A new survey from Glassdoor, one of the world’s largest job and recruiting sites, reveals that the key pieces of information that job seekers and workers in the U.S. hone in on when researching job ads are salaries (67 percent) and benefits (63 percent). Nearly six in ten (59 percent) U.S. workers/job seekers say that location is one of their top considerations, while 43 percent look for commute time and just under one in three (32 percent) look for employee reviews in job ads. While these are the top findings in this Glassdoor survey, the survey also explores where people are looking for jobs and what matters most to workers/job seekers when deciding where to work.

The online survey, conducted by The Harris Poll on behalf of Glassdoor in May 2018 among over 1,100 U.S. adults who are either currently employed or not employed but looking for work, also highlights that offering attractive benefits and perks is a key factor for enticing prospective employees.
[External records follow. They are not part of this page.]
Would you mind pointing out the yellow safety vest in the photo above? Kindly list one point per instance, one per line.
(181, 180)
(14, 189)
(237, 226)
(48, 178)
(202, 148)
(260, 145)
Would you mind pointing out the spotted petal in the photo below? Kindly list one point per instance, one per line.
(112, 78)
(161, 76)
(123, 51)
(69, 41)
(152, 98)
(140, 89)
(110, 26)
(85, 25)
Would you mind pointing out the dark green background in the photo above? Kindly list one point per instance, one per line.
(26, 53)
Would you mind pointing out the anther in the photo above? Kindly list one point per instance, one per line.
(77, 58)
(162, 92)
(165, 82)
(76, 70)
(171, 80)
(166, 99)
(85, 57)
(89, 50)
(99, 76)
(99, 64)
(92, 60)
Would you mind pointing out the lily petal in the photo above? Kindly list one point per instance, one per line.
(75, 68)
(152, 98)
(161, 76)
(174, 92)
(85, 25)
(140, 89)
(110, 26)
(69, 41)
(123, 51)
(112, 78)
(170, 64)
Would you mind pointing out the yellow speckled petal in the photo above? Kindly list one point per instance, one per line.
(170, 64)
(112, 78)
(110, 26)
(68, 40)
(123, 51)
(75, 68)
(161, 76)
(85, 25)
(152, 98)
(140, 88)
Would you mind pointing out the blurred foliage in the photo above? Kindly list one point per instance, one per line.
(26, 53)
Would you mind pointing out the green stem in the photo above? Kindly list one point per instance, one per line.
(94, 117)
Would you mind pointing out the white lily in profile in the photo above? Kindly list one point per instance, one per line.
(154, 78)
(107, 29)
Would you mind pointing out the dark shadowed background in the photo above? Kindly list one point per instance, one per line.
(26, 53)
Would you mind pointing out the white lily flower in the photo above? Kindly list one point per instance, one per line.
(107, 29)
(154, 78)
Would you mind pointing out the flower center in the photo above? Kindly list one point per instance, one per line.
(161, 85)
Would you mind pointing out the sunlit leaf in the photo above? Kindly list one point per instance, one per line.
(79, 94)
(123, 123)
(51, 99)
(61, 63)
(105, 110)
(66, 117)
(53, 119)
When asked what would make them more likely to apply for a job at a company, nearly half of U.S. workers/job seekers (48 percent) cited attractive benefits and perks (e.g., gym memberships, paid time off, etc.), followed closely by a convenient, easy commute (47 percent). More workers/job seekers seem to find these two factors, plus high salaries (46 percent), good work-life balance (43 percent), and work from home flexibility (41 percent) important compared to a great company culture (35 percent), whether the company’s financial performance is good (26 percent), or familiarity with the brand (23 percent) when it comes to factors that would make them more likely to apply for a job.

“Job seekers crave transparency on pay, not only to make an initial judgement about whether to consider applying for a job, but also to assess if an employer holds long term potential for them,”  said Julie Coucoules, Glassdoor’s Global Head of Talent Acquisition. “Quality candidates are typically well-researched and those that go beyond job ads and look for a richer set of background data that includes benefits and employee reviews, among other specific traits about an employer. This means that employers should make information available to job candidates proactively, or they risk missing out on quality candidates applying.”

When it comes to what workers/job seekers look for when assessing long-term potential as an employer, more than two in five (44 percent) report company transparency on pay and benefits. This was followed by more than one third (39 percent) of workers/job seekers who report that an explanation from employers about how they can grow within the company after joining represents long-term career potential. Thirty-seven percent of workers/job seekers say a company having a track record for promoting from within would signify a company has long-term potential for them as an employee.

However, what matters most to prospective employees when deciding where to work or assessing long-term potential is in contrast to what keeps them satisfied long-term once in the job. A separate study, by Glassdoor’s Chief Economist Dr. Andrew Chamberlain, shows that money does not have a huge influence on employee satisfaction long-term. Once in a job, culture and values is the biggest driver of employee satisfaction, followed by career opportunities and senior leadership.